Large language and vision models (LLVMs) face a critical challenge in balancing performance improvements with computational efficiency. As models increase in size, reaching up to 80 billion parameters, they deliver impressive results but require massive hardware resources for training and inference. This problem becomes even more pressing for real-time applications, such as augmented reality (AR), where deploying these large models on resource-constrained devices, such as mobile phones, is nearly impossible. Overcoming this challenge is essential to enable LLVMs to operate efficiently in various fields without the high computational costs traditionally associated with larger models.
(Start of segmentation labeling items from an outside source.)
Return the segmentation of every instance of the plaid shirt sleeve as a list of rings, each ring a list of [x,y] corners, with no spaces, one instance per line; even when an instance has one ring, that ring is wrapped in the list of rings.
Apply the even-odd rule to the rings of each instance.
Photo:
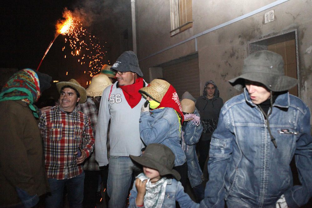
[[[38,126],[41,133],[41,138],[46,138],[46,114],[44,113],[41,114]]]
[[[87,157],[89,157],[94,150],[94,137],[93,136],[90,119],[85,115],[86,123],[85,126],[85,130],[83,134],[83,143],[85,144],[82,150],[85,152]]]

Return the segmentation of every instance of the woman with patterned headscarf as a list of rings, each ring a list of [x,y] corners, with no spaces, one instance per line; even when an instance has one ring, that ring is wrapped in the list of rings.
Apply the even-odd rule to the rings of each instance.
[[[0,93],[0,207],[30,207],[48,189],[34,105],[51,77],[26,69]]]

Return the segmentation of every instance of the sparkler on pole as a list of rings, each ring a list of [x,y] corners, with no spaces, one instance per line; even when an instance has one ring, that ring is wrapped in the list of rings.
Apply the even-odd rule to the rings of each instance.
[[[71,48],[71,55],[77,57],[78,61],[80,65],[88,64],[92,77],[92,73],[99,72],[103,65],[102,62],[105,59],[104,51],[100,45],[98,39],[94,36],[91,35],[83,28],[80,19],[74,16],[70,11],[66,9],[63,13],[64,20],[59,21],[56,25],[56,33],[54,39],[51,42],[41,59],[37,68],[37,71],[40,65],[52,46],[52,44],[58,36],[61,34],[66,35],[65,43],[68,43]],[[105,42],[105,43],[106,43]],[[104,47],[104,46],[103,46]],[[65,46],[62,48],[64,51]],[[65,58],[66,55],[64,56]],[[109,60],[108,60],[109,63]]]
[[[73,18],[71,13],[69,11],[66,10],[65,11],[65,12],[63,16],[66,18],[66,19],[63,22],[60,22],[59,24],[56,25],[56,27],[58,28],[58,29],[57,30],[57,34],[56,35],[54,39],[50,43],[50,45],[49,45],[48,48],[47,48],[46,51],[45,53],[44,53],[44,54],[43,55],[43,57],[41,59],[41,60],[40,61],[40,63],[39,63],[39,65],[38,65],[38,67],[37,67],[37,71],[38,71],[38,70],[39,69],[39,67],[40,67],[40,65],[41,65],[41,63],[42,63],[42,61],[43,60],[43,59],[46,56],[46,54],[48,53],[49,50],[50,50],[50,48],[52,46],[53,43],[54,42],[54,41],[56,39],[56,38],[60,34],[64,35],[67,33],[70,32],[73,29],[73,27],[74,26],[73,25]]]
[[[48,47],[48,48],[46,49],[46,52],[44,53],[44,55],[43,55],[43,57],[42,57],[42,59],[41,59],[41,60],[40,61],[40,63],[39,63],[39,65],[38,65],[38,67],[37,67],[37,71],[38,71],[38,70],[39,69],[39,67],[40,67],[40,65],[41,65],[41,63],[42,63],[42,61],[43,60],[43,59],[44,58],[46,55],[46,54],[48,53],[48,52],[49,51],[49,50],[50,50],[50,48],[51,48],[51,46],[52,46],[52,44],[53,44],[53,43],[54,42],[54,41],[55,40],[55,39],[56,39],[56,38],[57,37],[57,36],[58,36],[59,35],[60,35],[60,34],[58,34],[54,38],[54,40],[51,41],[51,42],[50,43],[50,45],[49,45],[49,46]]]

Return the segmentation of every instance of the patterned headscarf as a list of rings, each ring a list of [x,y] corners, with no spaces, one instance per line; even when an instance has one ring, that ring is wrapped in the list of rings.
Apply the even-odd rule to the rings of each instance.
[[[2,88],[0,102],[5,100],[23,101],[27,104],[36,118],[39,116],[39,109],[33,104],[40,96],[39,79],[36,73],[25,69],[15,73]]]

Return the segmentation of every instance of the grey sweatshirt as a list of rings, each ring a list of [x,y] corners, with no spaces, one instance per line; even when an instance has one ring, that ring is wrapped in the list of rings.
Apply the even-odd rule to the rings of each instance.
[[[95,160],[100,166],[108,164],[106,142],[110,119],[110,155],[139,156],[144,147],[140,138],[139,119],[141,107],[146,100],[142,97],[131,108],[122,90],[117,88],[117,83],[105,89],[101,100],[95,141]]]

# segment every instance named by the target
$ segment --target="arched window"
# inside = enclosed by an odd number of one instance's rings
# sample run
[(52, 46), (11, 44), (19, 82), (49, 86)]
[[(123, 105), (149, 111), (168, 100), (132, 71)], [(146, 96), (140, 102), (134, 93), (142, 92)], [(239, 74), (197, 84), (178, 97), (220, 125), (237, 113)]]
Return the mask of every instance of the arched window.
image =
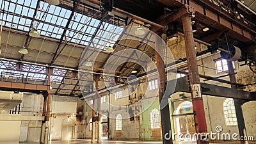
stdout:
[(89, 120), (89, 131), (92, 131), (92, 118), (91, 118), (91, 119)]
[(159, 111), (154, 108), (150, 113), (151, 129), (160, 128)]
[(223, 111), (226, 125), (237, 125), (237, 120), (233, 99), (228, 98), (223, 102)]
[(116, 130), (122, 130), (122, 115), (117, 115), (116, 118)]

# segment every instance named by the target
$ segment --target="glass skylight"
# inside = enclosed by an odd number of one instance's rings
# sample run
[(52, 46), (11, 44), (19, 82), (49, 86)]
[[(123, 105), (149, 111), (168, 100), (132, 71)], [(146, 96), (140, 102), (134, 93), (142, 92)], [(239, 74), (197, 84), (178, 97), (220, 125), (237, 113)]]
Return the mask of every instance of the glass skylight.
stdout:
[[(5, 27), (28, 32), (33, 24), (41, 36), (58, 40), (61, 38), (72, 13), (70, 10), (60, 5), (50, 5), (44, 1), (39, 2), (36, 11), (37, 0), (3, 0), (1, 3), (0, 19), (3, 20)], [(113, 46), (120, 36), (117, 34), (120, 33), (123, 28), (114, 23), (101, 22), (96, 17), (99, 18), (96, 15), (85, 15), (76, 12), (63, 40), (87, 46), (94, 38), (90, 45), (93, 48), (105, 49), (109, 45)], [(115, 22), (114, 19), (111, 20)]]

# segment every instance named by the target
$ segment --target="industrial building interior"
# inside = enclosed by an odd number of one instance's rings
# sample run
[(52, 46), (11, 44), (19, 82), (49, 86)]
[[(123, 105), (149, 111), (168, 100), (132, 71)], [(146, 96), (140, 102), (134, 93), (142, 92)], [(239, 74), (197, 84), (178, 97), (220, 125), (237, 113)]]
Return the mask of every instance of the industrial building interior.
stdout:
[(255, 1), (0, 0), (0, 144), (256, 143)]

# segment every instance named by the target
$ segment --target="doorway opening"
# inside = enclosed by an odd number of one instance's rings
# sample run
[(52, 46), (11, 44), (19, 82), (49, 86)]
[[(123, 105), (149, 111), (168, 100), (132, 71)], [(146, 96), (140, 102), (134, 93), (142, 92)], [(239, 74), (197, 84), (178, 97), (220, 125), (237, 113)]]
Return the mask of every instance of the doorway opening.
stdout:
[[(195, 120), (192, 102), (182, 102), (175, 111), (173, 116), (175, 140), (179, 141), (191, 141), (195, 133)], [(186, 135), (191, 136), (185, 136)]]
[(101, 127), (102, 127), (102, 139), (108, 140), (108, 117), (106, 115), (102, 115), (101, 117)]

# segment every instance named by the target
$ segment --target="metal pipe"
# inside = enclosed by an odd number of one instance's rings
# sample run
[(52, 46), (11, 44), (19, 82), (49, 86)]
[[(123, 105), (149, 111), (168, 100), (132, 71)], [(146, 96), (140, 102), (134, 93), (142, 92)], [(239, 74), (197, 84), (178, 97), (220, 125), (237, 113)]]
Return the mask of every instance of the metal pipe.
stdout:
[[(184, 35), (183, 33), (180, 33), (180, 32), (178, 32), (178, 34), (179, 34), (179, 35), (182, 35), (182, 36), (184, 36)], [(202, 40), (200, 40), (196, 39), (196, 38), (194, 38), (194, 41), (196, 42), (198, 42), (198, 43), (199, 43), (199, 44), (205, 45), (207, 45), (207, 46), (209, 46), (209, 47), (211, 47), (211, 46), (212, 46), (211, 44), (208, 44), (208, 43), (207, 43), (207, 42), (204, 42), (204, 41), (202, 41)], [(220, 50), (220, 51), (221, 51), (226, 52), (229, 52), (228, 51), (225, 50), (225, 49), (221, 49), (221, 48), (220, 48), (220, 47), (219, 47), (218, 49)]]
[(253, 14), (256, 15), (256, 12), (248, 8), (247, 6), (244, 5), (243, 3), (241, 3), (239, 0), (235, 0), (236, 2), (237, 2), (239, 4), (240, 4), (241, 6), (246, 8), (248, 10), (253, 13)]
[(150, 25), (152, 25), (152, 26), (158, 27), (158, 28), (161, 28), (161, 29), (166, 29), (166, 28), (165, 26), (163, 26), (160, 25), (160, 24), (159, 24), (155, 23), (155, 22), (151, 22), (151, 21), (148, 20), (147, 20), (147, 19), (143, 19), (143, 18), (140, 17), (138, 17), (138, 16), (137, 16), (137, 15), (135, 15), (132, 14), (132, 13), (129, 13), (129, 12), (125, 12), (125, 11), (122, 10), (120, 10), (120, 9), (119, 9), (119, 8), (113, 7), (113, 10), (114, 11), (115, 11), (116, 12), (117, 12), (117, 13), (121, 13), (123, 14), (123, 15), (126, 15), (126, 16), (131, 17), (132, 17), (132, 18), (133, 18), (133, 19), (136, 19), (136, 20), (140, 20), (140, 21), (141, 21), (141, 22), (144, 22), (147, 23), (147, 24), (150, 24)]

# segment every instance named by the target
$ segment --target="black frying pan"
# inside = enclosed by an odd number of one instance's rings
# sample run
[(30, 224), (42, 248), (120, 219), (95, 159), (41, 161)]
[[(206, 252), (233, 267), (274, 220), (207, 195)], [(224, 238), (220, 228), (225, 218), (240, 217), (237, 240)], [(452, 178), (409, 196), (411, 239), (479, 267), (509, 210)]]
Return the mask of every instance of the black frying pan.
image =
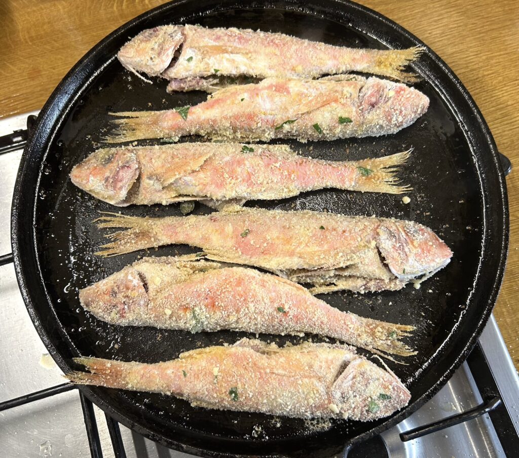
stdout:
[[(184, 0), (140, 16), (88, 52), (38, 116), (22, 158), (12, 206), (12, 247), (22, 294), (42, 340), (65, 372), (73, 368), (71, 358), (80, 354), (152, 363), (194, 348), (232, 343), (246, 335), (119, 328), (86, 313), (77, 298), (78, 289), (142, 253), (109, 259), (92, 254), (103, 237), (92, 220), (99, 211), (114, 209), (72, 185), (68, 177), (72, 167), (99, 145), (110, 119), (108, 112), (161, 109), (193, 104), (206, 97), (196, 93), (168, 95), (165, 80), (147, 84), (114, 58), (130, 37), (171, 23), (260, 29), (353, 47), (423, 45), (380, 15), (338, 0)], [(414, 68), (423, 77), (416, 87), (429, 96), (431, 104), (412, 126), (380, 138), (306, 145), (287, 142), (303, 155), (329, 159), (379, 156), (414, 147), (401, 173), (404, 182), (415, 188), (410, 204), (404, 205), (401, 196), (337, 190), (251, 204), (290, 210), (295, 203), (296, 209), (409, 219), (430, 227), (445, 240), (454, 253), (452, 262), (419, 290), (407, 286), (396, 292), (363, 296), (341, 293), (324, 297), (341, 310), (417, 326), (411, 343), (419, 354), (406, 360), (408, 366), (389, 363), (413, 394), (409, 406), (378, 421), (340, 421), (327, 426), (284, 418), (278, 423), (266, 415), (193, 408), (159, 395), (81, 387), (88, 397), (124, 424), (190, 453), (326, 456), (395, 424), (440, 389), (468, 354), (491, 310), (504, 267), (508, 215), (496, 145), (473, 101), (428, 48)], [(179, 214), (175, 205), (123, 211), (136, 215)], [(198, 205), (195, 212), (208, 211)], [(193, 251), (170, 246), (150, 254)], [(282, 343), (286, 340), (261, 337)], [(253, 435), (257, 426), (261, 432)]]

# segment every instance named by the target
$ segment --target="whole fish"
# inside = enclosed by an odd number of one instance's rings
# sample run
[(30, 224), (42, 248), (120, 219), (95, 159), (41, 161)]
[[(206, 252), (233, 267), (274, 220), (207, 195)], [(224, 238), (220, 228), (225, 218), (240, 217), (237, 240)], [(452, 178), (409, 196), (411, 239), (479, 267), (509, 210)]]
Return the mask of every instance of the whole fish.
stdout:
[(284, 145), (181, 143), (98, 149), (76, 165), (72, 183), (119, 206), (202, 200), (211, 206), (283, 199), (323, 188), (400, 194), (396, 168), (409, 151), (357, 161), (297, 156)]
[(67, 374), (74, 383), (160, 393), (208, 409), (367, 421), (390, 415), (411, 398), (392, 372), (338, 344), (279, 348), (242, 339), (155, 364), (74, 360), (89, 372)]
[(200, 135), (220, 140), (334, 140), (395, 133), (427, 110), (429, 99), (405, 85), (359, 76), (267, 78), (230, 86), (194, 106), (113, 113), (112, 143)]
[(194, 258), (145, 258), (81, 289), (81, 304), (114, 325), (311, 332), (381, 354), (416, 354), (399, 341), (413, 326), (341, 312), (271, 274)]
[(308, 79), (361, 72), (411, 82), (416, 76), (404, 72), (404, 66), (421, 50), (359, 49), (281, 33), (163, 25), (142, 32), (117, 58), (140, 77), (138, 72), (160, 75), (172, 81), (170, 90), (186, 91), (207, 90), (222, 76)]
[(209, 259), (255, 266), (323, 293), (399, 289), (446, 266), (452, 253), (432, 231), (411, 221), (257, 209), (207, 215), (99, 218), (126, 228), (97, 253), (112, 256), (171, 244), (201, 248)]

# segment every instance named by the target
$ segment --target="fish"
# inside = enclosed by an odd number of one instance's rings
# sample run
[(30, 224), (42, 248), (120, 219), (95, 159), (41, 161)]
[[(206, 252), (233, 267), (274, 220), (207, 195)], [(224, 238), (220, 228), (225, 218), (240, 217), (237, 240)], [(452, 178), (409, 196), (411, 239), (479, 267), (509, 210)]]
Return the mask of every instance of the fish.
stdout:
[(143, 79), (169, 80), (169, 90), (206, 90), (221, 77), (309, 79), (359, 72), (414, 82), (404, 71), (422, 48), (368, 49), (249, 29), (163, 25), (141, 32), (117, 53), (122, 66)]
[(246, 207), (149, 218), (117, 213), (97, 220), (121, 228), (96, 254), (115, 256), (173, 244), (201, 248), (207, 258), (253, 266), (314, 294), (397, 290), (448, 263), (452, 252), (426, 226), (405, 220), (309, 211)]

Existing methods to improve LLVM performance typically involve increasing model size, selecting larger datasets, and incorporating additional modules to improve vision language understanding. While these approaches improve accuracy, they impose significant computational burdens as they require high-end GPUs and a large amount of VRAM for training and inference. This makes them impractical for real-time applications and resource-constrained environments. Furthermore, integrating external vision modules adds complexity, further limiting their use in on-device applications.
KAIST researchers propose the Phantom LLVM family, which includes models ranging from 0.5B to 7B parameters. Phantom improves learning capabilities by temporarily increasing the latent hidden dimension during multi-head self-attention (MHSA), a feature referred to as the “phantom dimension.” This innovation allows the model to incorporate significantly more knowledge of the language of vision without a permanent increase in model size. Phantom Optimization (PO) is also introduced, which combines autoregressive supervised fine-tuning (SFT) with a direct preference optimization (DPO)-like approach to minimize errors and ambiguities in the results. This approach significantly improves computational efficiency while maintaining high performance.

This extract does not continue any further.